Dia hanya gagal mempertahankan komitmen atau prinsip untuk tak jatuh hati, Selesai

Tuesday, September 18, 2012

Kecil kecil


Jangan berlebihan! Ini hanya tentang betapa bulat bumi yang semakin gagal Ia pikirkan. Juga tentang bolehnya manusia memiliki harapan-harapan walau tak ada yang tahu kapan terkabulkan.

“Absurd! Absurd! Absurd!” kata itu berulang kali keluar dari mulutnya, juga lelehan air mata yang seperti tanpa sengaja mengikuti irama yang mendayu-dayu dari dalam hatinya. Beginilah mungkin seorang perempuan bersenjatakan tangis kala tak kuat menahan perih yang tak pernah berlumurkan darah.
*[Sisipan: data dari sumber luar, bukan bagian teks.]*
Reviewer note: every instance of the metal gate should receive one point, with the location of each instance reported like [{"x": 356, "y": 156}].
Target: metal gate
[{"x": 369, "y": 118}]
“Aku pantas mati.” Gumamnya lagi. Merasa hari-hari itu sudah sangat takut meninggalkan sejarah. Ia berulang kali meminta angin berhenti berkabar, memaksa hujan tinggalkan saja basah tanpa berair. Percuma! Terlanjur pula! Ia hanya perempuan biasa, penikmat binatang kecil bernama kupu-kupu bermimpi akan pernah memiliki sayap atau bahkan menjelma malaikat. Kenapa begitu? Suatu hari Ia bertanya ‘pernahkah para malaikat atau peri merasakan sakit sedemikian rupa yang ia rasakan?’ pertanyaan yang bodoh memang! pikirnya mereka hanya sibuk terbang kesana-kemari berbagi kebahagiaan, tanpa melukai siapapun tanpa mengorbankan siapapun.

“Tolol! Ini hanya mimpi, mimpi yang aneh. Se-aneh kata mereka. Hentikan sekarang juga menjadi pengkhayal terlalu dalam.” Ia tertidur, kelelahan menarik urat-urat di samping matanya mengeluarkan air mata. Biarkanlah Ia terlelap dan merasakan mimpi yang belum pernah Ia rencanakan.